= Konoe Fusatsugu =

Konoe Fusatsugu (近衛 房嗣), the first son of Tadatsugu, was a kugyō or Japanese court noble of the Muromachi period (1336–1573). He held a regent position kampaku from 1445 to 1447. With a commoner he had sons Konoe Norimoto (近衛 教基) and Masaie.

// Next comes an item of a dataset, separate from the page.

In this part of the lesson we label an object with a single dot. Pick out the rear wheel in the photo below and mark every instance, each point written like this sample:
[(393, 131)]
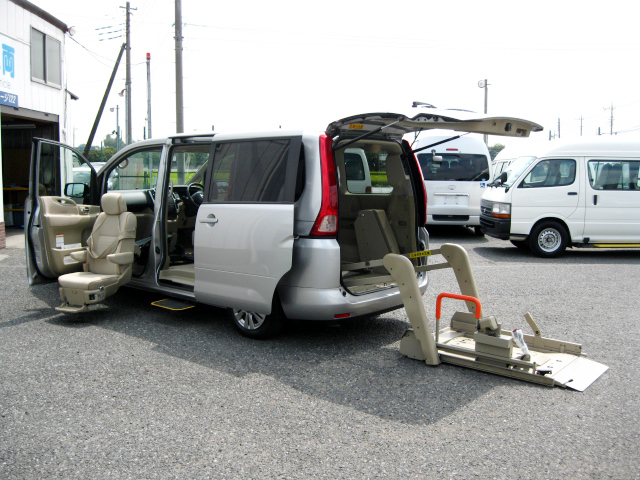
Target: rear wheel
[(548, 239), (259, 325)]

His posthumous name is Go-Chisoku-In (後知足院).

==Career==
- Ōei 33, on the 24th day of the 7th month (1426): Naidaijin (内大臣)
- Eikyō 1, on the 4th day of the 8th month (1429): Udaijin (右大臣)
- Eikyō 10, on the 4th day of the 9th month (1438): Sadaijin (左大臣)
- Bun'an 2, on the 23rd day of the 11th month (1445): Kampaku (関白) and Ujichōja (氏長者)(Head of Fujiwara clan)
- Bun'an 4, on the 15th day of the 6th month (1447): retire from Kampaku
- Kanshō 2, on the 25th day of the 21st month (1461): Daijō Daijin (太政大臣) and Ju-Ichii (従一位)
- Kanshō 4 (1463): retire from Daijō Daijin
- Bunmei 6 (1474): He became a priest (Buddhist name - Daitsū, 大通).
- Chōkyō 2, on the 19th day of the 10th month (1488): He died at the age of 86.